İstanbul'un belleğinde Haydarpaşa Garı...

Bazı mekânlar toplumun ortak belleğinde apayrı bir yer edinir; toplumsal ve siyasal sürecin, tarihin tanığı olurlar. Haydarpaşa Garı böyle bir mekân. Bu sebeple “Haydarpaşa’yı yok etmek, toplumu belleksizleştirme yönünde atılmış, geri dönüşü olmayan bir adım”dır.

 

Fotoğraf: Atatürk Haydarpaşa Garı’nda karşılanıyor 6 Mayıs 1929, www.isteataturk.com

 

Yeşilçam filmlerinin vazgeçilmez platosuydu “Haydarpaşa Garı”

Bir zamanlar Anadolu’dan İstanbul’a açılan umudun kapısıydı; Haydarpaşa Garı dendi mi, herkes o meşhur denize açılan merdivenleri hatırlardı… Yeşilçam filmlerinin vazgeçilmez platosuydu...

Halit Refiğ'in 1965 tarihli ‘Gurbet Kuşları’ filminde Bakırcıoğlu Ailesi Haydarpaşa Gar’ında trenden indiğinde, baba Tahir Efendi söyle der;

“Seni yeneceğim İstanbul”

Nejat Saydam’ın yönettiği ‘Boğaziçi Şarkısı’ (1966) adlı filmin başlangıç sahnesinde tren yolculuğu yaparak İstanbul’a gezmeye gelen bir grup kız, İstanbul’a Haydarpaşa Garı’ndan girerler.

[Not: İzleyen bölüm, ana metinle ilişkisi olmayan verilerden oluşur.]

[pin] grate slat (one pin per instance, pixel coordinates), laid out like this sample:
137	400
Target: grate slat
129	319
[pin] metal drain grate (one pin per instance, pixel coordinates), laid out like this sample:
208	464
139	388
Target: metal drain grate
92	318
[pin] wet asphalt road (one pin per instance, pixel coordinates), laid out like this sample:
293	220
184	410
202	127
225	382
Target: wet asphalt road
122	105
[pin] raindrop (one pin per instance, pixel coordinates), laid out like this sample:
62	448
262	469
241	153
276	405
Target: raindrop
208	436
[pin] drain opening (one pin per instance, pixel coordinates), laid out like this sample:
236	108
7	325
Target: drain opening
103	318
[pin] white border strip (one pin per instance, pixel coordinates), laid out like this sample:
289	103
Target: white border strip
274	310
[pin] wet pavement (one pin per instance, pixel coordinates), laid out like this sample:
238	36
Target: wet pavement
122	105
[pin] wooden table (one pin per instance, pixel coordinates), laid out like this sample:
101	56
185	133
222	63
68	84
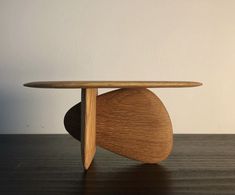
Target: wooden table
49	164
131	121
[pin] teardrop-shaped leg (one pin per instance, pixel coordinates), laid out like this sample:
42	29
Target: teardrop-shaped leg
88	126
130	122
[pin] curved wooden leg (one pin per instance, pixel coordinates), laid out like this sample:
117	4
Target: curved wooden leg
130	122
88	126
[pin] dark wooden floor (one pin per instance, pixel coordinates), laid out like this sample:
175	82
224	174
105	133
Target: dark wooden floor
51	164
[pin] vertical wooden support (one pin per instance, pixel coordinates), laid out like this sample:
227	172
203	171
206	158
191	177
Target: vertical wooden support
88	125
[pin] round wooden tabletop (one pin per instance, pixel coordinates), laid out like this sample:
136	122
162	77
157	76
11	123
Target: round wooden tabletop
111	84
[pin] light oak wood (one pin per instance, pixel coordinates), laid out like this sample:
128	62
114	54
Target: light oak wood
88	125
130	122
112	84
134	123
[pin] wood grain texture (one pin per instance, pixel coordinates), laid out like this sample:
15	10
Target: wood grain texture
131	122
134	123
50	164
88	125
112	84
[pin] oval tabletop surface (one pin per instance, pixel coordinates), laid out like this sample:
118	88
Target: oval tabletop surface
111	84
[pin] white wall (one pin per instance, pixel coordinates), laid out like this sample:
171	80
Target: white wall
117	40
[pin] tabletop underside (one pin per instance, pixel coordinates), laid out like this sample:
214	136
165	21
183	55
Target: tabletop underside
111	84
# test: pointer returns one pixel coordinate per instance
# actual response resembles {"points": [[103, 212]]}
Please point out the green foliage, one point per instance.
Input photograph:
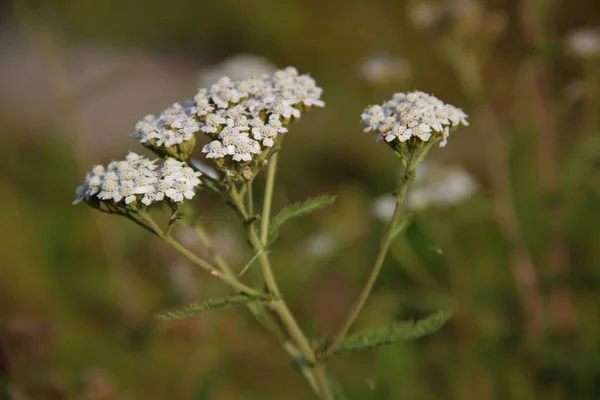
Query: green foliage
{"points": [[395, 332], [213, 304], [336, 389], [404, 223], [298, 209]]}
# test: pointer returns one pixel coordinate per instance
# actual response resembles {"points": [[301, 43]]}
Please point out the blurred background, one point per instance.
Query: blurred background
{"points": [[510, 246]]}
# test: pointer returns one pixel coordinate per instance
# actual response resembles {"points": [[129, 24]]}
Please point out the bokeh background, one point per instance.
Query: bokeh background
{"points": [[518, 261]]}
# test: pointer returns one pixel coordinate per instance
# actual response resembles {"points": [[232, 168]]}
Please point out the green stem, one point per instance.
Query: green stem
{"points": [[279, 306], [254, 308], [385, 245], [228, 280], [267, 201]]}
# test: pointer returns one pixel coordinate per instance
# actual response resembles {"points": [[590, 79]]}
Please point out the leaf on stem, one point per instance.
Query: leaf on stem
{"points": [[213, 304], [404, 223], [395, 332], [298, 209]]}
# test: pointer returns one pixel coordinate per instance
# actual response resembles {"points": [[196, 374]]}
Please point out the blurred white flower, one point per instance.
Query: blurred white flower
{"points": [[439, 185], [425, 15], [584, 42], [237, 67], [412, 115], [245, 117], [382, 68]]}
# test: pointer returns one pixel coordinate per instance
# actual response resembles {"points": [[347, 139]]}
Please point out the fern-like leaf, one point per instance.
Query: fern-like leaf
{"points": [[297, 210], [395, 332], [212, 304]]}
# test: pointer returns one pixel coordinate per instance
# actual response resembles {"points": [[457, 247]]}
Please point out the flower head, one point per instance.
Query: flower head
{"points": [[137, 179], [414, 116], [245, 118], [171, 133]]}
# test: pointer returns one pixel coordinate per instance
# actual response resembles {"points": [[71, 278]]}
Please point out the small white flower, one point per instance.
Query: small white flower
{"points": [[439, 185], [238, 67], [249, 114], [173, 126], [137, 178], [383, 207], [584, 42], [414, 114]]}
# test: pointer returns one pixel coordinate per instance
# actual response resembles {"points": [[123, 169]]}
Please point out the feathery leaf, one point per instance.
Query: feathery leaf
{"points": [[213, 304], [404, 223], [297, 210], [395, 332]]}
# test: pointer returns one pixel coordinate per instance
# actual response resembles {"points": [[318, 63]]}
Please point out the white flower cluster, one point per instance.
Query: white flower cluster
{"points": [[412, 115], [244, 117], [584, 42], [236, 67], [137, 178], [383, 68], [440, 185], [173, 126]]}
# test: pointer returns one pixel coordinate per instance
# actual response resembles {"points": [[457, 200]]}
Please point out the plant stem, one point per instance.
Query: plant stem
{"points": [[228, 280], [385, 245], [279, 306], [254, 308], [267, 200]]}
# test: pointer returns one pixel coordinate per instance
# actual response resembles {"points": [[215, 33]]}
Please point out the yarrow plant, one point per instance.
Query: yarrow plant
{"points": [[244, 123]]}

Filmde Selda Alkor, Tamer Yiğit, Adnan Şenses, Necdet Tosun oynamıştır.

Tahta bavulları, ellerindeki sepetleri, şaşkın ve aceleci tavırlarıyla Erzincan’ın Eğin ilçesinden İstanbul’a gelen Zeki ile Metin Haydarpaşa Garı’nda trenden inerler.  (Nereye Bakıyor Bu Adamlar, 1976)

Fotoğraf: Kolaj; Gurbet Kuşları - Bu Adamlar Nereye Bakıyor - Boğaziçi Şarkısı

 

Memleketten İnsan Manzaralarıdır Haydarpaşa Garı…

Haydarpaşa Garı yapıldığı dönemdeki yazarlardan günümüz yazarlarına kadar romanda, hikâyede, şiirde, denemede karşımıza çıkar.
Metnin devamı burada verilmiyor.